Imagine the possibilities, if the intellectual Henry and William James of the east, were brothers to the villainous Frank and Jesse James of the west.
This is the premise of Richard Liebmann-Smith's farcical book The James Boys.
Working from the premise that the two youngest brothers of the east coast James family did not, in fact, die fighting in the civil war, but instead deserted, taking on the names Frank and Jesse and disappearing into the wild west, Liebmann-Smith weaves these two families together with the help of a free spirited young woman by the name of Elena Hite.
While on a return trip from a book tour, Henry James makes the acquaintance of Ms. Hite only to have their flirtations interrupted by the arrival of Jesse James, in the midst of robbing this very train. To Henry's surprise, he not only learns that his brothers are, indeed alive, but are notorious and about to take him on the ride of his life.
As an alternate history, The James Boys is a lot of fun. Liebmann-Smith takes these characters on a fascinating ride through 19th century America and into Paris at the height of it's artistic era. Introducing many historical figures, seamlessly, throughout the story.

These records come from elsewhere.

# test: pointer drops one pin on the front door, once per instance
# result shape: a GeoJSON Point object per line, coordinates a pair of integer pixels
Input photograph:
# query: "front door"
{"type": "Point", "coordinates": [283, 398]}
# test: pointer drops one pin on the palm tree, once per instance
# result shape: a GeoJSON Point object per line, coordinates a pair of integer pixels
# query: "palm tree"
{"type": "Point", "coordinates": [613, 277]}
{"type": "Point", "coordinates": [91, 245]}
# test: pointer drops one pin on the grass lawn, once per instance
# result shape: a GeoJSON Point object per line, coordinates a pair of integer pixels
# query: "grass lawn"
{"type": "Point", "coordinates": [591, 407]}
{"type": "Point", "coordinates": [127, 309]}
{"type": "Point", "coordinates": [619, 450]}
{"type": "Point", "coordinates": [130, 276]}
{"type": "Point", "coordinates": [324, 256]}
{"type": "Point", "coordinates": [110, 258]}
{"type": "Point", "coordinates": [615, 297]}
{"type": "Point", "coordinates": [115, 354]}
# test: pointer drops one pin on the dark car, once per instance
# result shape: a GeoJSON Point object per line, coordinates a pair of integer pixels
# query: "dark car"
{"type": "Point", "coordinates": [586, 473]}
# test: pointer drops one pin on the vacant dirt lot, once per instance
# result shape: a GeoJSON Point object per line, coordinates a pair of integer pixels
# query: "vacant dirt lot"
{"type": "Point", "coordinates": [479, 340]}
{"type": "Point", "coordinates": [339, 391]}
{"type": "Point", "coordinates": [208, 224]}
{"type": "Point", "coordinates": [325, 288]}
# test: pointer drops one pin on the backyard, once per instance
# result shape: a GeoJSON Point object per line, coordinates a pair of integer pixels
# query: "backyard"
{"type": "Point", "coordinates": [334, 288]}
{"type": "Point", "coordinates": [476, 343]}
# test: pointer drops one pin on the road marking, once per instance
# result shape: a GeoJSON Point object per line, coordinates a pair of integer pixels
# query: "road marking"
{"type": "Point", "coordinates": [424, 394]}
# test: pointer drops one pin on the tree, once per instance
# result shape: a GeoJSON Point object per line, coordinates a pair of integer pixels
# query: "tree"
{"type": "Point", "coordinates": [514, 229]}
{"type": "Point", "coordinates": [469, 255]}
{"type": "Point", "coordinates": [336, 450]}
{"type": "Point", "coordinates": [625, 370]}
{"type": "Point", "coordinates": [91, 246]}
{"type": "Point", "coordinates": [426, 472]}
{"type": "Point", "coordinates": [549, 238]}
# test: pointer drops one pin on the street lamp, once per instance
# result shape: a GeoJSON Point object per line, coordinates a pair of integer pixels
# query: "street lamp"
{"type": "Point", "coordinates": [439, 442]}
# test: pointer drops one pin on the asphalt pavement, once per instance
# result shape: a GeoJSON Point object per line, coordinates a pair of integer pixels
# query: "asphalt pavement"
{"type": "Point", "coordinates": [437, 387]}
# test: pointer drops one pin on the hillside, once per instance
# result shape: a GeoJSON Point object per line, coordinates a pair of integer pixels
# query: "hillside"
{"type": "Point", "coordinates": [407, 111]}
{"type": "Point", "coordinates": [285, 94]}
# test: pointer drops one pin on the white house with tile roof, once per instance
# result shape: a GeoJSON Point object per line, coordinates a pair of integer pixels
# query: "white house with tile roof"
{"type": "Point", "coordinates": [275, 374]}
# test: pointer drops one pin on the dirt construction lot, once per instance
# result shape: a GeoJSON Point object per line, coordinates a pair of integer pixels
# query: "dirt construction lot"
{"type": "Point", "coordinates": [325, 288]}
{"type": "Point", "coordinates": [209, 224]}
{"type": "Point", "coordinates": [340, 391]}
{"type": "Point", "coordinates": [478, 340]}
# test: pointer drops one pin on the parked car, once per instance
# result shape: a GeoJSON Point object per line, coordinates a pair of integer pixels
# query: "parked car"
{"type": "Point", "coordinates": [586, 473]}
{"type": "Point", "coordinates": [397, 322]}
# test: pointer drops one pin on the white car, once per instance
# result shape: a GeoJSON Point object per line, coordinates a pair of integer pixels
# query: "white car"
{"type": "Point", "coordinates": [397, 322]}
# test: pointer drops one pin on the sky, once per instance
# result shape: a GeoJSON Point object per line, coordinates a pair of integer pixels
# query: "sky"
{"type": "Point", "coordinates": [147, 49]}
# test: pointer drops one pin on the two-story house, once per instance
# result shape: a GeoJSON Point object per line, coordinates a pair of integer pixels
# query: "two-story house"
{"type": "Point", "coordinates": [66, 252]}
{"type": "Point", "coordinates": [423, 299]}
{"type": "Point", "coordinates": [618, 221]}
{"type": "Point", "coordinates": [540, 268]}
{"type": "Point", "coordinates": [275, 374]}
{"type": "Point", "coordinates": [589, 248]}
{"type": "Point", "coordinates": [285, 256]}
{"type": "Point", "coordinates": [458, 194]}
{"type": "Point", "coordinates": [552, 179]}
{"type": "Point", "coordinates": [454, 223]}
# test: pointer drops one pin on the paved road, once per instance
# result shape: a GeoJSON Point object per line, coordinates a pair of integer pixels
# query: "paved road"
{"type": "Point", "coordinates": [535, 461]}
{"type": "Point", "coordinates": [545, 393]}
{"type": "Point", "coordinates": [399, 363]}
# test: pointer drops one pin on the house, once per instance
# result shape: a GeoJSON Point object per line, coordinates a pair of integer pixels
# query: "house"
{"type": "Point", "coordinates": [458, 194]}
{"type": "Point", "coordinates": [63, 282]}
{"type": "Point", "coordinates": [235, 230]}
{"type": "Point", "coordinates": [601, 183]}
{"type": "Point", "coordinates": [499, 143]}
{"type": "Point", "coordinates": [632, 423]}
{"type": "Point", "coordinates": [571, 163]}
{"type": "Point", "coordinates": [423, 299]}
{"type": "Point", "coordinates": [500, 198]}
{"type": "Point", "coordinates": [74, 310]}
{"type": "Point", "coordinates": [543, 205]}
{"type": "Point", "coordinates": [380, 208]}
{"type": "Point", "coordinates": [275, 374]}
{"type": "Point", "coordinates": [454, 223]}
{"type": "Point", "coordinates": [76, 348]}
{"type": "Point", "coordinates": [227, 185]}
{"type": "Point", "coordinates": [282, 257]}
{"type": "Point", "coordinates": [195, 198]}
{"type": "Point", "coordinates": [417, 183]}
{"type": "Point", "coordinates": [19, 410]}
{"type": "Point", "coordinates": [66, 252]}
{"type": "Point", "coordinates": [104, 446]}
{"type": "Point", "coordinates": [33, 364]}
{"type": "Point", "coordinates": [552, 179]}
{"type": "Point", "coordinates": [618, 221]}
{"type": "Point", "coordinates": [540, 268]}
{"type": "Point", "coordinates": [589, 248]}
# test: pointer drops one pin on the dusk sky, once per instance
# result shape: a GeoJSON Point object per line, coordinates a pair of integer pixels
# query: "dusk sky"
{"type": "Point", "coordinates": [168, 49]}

Unfortunately, the seams not only show, but rip wide open when the author insists on noting actual biographical works, as he does throughout the book. This technique works fine in the introduction, before the story begins. And it works well again in the epilogue, once the story has ended. But, within the story itself, this practice only distracts the reader and sends one's mind into wondering, among the unfamiliar names, who is and isn't real.
This is Richard Liebmann-Smith's first novel and, even with this critique, I look forward to his writing another. I think he just tried to do more than was needed with this one. The idea, itself, is original and well written enough without the extra "gimmick" of noting his research.